Sungju's Slow Life

Personal journal


5-level paging in KVM

Latest kernels such as RHEL8 and above are supporting 5-level page table. You can check if this is available/enabled by looking at /boot/config-$(uname -r).

$ grep 5LEVEL /boot/config-$(uname -r)
CONFIG_X86_5LEVEL=y

If you don’t want to use 5-level page table, you can disable that by adding ‘no5lvl’ as a kernel parameter in grub file (/boot/grub2/grubenv) and reboot the system.
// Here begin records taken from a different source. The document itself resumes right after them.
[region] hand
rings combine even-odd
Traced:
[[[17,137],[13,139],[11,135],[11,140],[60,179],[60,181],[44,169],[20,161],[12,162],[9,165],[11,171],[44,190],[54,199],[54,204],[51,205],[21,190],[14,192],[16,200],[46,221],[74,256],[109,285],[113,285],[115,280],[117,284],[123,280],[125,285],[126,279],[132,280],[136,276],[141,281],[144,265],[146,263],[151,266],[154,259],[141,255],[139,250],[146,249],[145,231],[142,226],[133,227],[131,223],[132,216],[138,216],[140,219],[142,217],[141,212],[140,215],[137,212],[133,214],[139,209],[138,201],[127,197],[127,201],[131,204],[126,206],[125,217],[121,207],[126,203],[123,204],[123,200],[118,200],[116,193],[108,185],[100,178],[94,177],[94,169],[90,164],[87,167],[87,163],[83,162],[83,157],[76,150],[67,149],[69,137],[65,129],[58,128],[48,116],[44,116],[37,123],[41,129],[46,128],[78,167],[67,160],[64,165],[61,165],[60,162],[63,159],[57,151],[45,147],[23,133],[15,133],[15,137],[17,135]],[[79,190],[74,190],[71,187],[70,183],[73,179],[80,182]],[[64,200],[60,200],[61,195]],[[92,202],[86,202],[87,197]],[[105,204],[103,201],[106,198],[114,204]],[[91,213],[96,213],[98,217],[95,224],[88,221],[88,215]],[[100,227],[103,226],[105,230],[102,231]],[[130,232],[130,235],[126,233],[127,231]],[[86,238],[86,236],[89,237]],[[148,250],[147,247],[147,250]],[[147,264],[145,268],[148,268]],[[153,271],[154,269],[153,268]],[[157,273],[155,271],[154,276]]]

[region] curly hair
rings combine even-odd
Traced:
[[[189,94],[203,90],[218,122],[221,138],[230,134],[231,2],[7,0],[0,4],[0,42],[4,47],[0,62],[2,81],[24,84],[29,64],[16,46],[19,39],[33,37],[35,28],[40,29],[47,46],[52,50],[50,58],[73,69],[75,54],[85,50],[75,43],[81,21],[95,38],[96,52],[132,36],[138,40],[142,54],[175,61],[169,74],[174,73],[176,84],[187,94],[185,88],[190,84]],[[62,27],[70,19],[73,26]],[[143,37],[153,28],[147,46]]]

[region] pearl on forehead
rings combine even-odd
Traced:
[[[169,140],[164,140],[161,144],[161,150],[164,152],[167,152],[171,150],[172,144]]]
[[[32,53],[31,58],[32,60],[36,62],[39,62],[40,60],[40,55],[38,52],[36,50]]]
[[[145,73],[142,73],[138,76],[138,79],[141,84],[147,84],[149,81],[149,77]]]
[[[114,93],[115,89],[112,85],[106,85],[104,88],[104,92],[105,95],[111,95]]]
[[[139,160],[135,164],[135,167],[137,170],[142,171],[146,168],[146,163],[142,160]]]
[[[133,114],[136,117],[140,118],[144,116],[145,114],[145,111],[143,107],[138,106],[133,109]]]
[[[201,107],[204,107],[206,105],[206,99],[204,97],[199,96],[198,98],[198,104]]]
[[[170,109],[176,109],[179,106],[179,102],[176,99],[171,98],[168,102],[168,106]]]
This 5 level paging is also available in virtual guest level as long as KVM supports it. It means it only works if CPU provides 5-level paging and host machine is RHEL8 or above.

KVM add this feature in kvm_set_caps() as long as physical CPU supports it.

void kvm_set_cpu_caps(void)
{
...
    /* Set LA57 based on hardware capability. */
    if (cpuid_ecx(7) & F(LA57))
        kvm_cpu_cap_set(X86_FEATURE_LA57);
...
}


F(LA57) === __feature_bit(X86_FEATURE_LA57)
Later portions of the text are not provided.